For his part, the Panchen Lama lauds the officially atheist Communist Party, saying that Tibet under the Dalai Lama was inhumane in its treatment of laborers bonded to monasteries.

"Serfs had neither human rights nor freedoms," he said on the Friday newscast. "The estate owners treated them as horses, and even exchanged serfs as gifts."

In a statement, the Tibetan exile government decried Saturday's celebrations as "offensive and provocative" and suggested that Tibetans are more in the mood for mourning.

"If the 'serfs' are happy with their 'emancipation,' why are they risking lives and limbs to protest Chinese rule in Tibet?" the statement asked.

Beijing installed the disputed Panchen Lama in 1995, whisking away a different boy who the Dalai Lama said was the proper reincarnation of the 10th Panchen Lama, who died in 1989. The other boy has never been seen again, and supporters of the Dalai Lama consider him a political prisoner.

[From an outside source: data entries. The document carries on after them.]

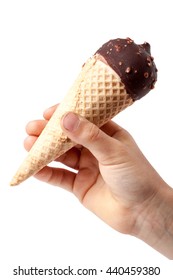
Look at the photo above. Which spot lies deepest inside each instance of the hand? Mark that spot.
(113, 178)
(112, 174)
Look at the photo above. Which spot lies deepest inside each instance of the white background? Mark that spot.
(42, 47)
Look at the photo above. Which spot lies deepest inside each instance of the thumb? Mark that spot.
(83, 132)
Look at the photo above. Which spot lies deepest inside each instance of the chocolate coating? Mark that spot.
(133, 63)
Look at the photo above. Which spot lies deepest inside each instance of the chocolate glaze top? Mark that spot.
(133, 63)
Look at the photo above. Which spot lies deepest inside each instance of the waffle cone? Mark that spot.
(97, 94)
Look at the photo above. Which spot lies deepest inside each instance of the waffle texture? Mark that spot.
(97, 94)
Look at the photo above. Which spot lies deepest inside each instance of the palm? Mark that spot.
(108, 190)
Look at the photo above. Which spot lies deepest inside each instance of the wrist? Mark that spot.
(154, 222)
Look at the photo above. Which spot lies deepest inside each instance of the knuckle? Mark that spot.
(93, 133)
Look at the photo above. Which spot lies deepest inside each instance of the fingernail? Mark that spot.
(71, 122)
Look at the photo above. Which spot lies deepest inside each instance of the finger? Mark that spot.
(111, 128)
(90, 136)
(35, 127)
(49, 112)
(71, 158)
(57, 177)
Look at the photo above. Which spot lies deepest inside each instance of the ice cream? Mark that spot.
(117, 75)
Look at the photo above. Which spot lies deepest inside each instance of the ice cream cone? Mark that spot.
(98, 94)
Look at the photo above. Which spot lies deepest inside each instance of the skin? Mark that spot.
(113, 179)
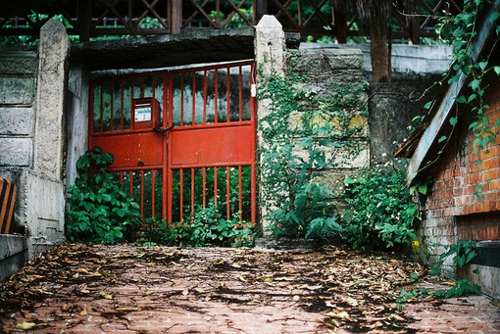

Beijing's Panchen Lama largely has been kept out of sight, except for an appearance at a World Buddhist Forum in Hangzhou in 2006. Coincidentally, a new round of the forum takes place this weekend in Wuxi, and the youth is expected to appear again before 1,000 monks and scholars to talk about building a harmonious world.

On Friday, wearing crimson robes and large Tibetan-style boots, he attended a symposium on Serf Emancipation Day at the Great Hall of the People in Beijing, grasping the hands of Jia Qinglin, the fourth-highest-ranking member of the ruling party.

In mid-March, the Panchen Lama toured a huge exhibition that Beijing has mounted to prove its case that Tibet under the Dalai Lama was a cruel place.

"Facts speak louder than words on these matters," he wrote March 23 in the People's Daily. "The remarkable progress Tibet has achieved since the 1959 democratic reforms indicates that only the Communist Party of China could regain dignity and freedom for former Tibetan serfs."

An outspoken Tibetan blogger, Tsering Woeser, said that few Tibetans gave the Panchen Lama much credibility, identifying him as a creation of majority Han Chinese.

"Tibetan people call him the 'Han Panchen,' " she said. "Few Tibetans believe in him. The majority of Tibetan people do not regard him as the real Panchen Lama."

In Tibetan monasteries across China's southwestern plateau leading to the Himalayas, monks display large photographs of the 10th Panchen Lama, exhibiting photos of the youth who Beijing says is his reincarnation only when obligated to do so.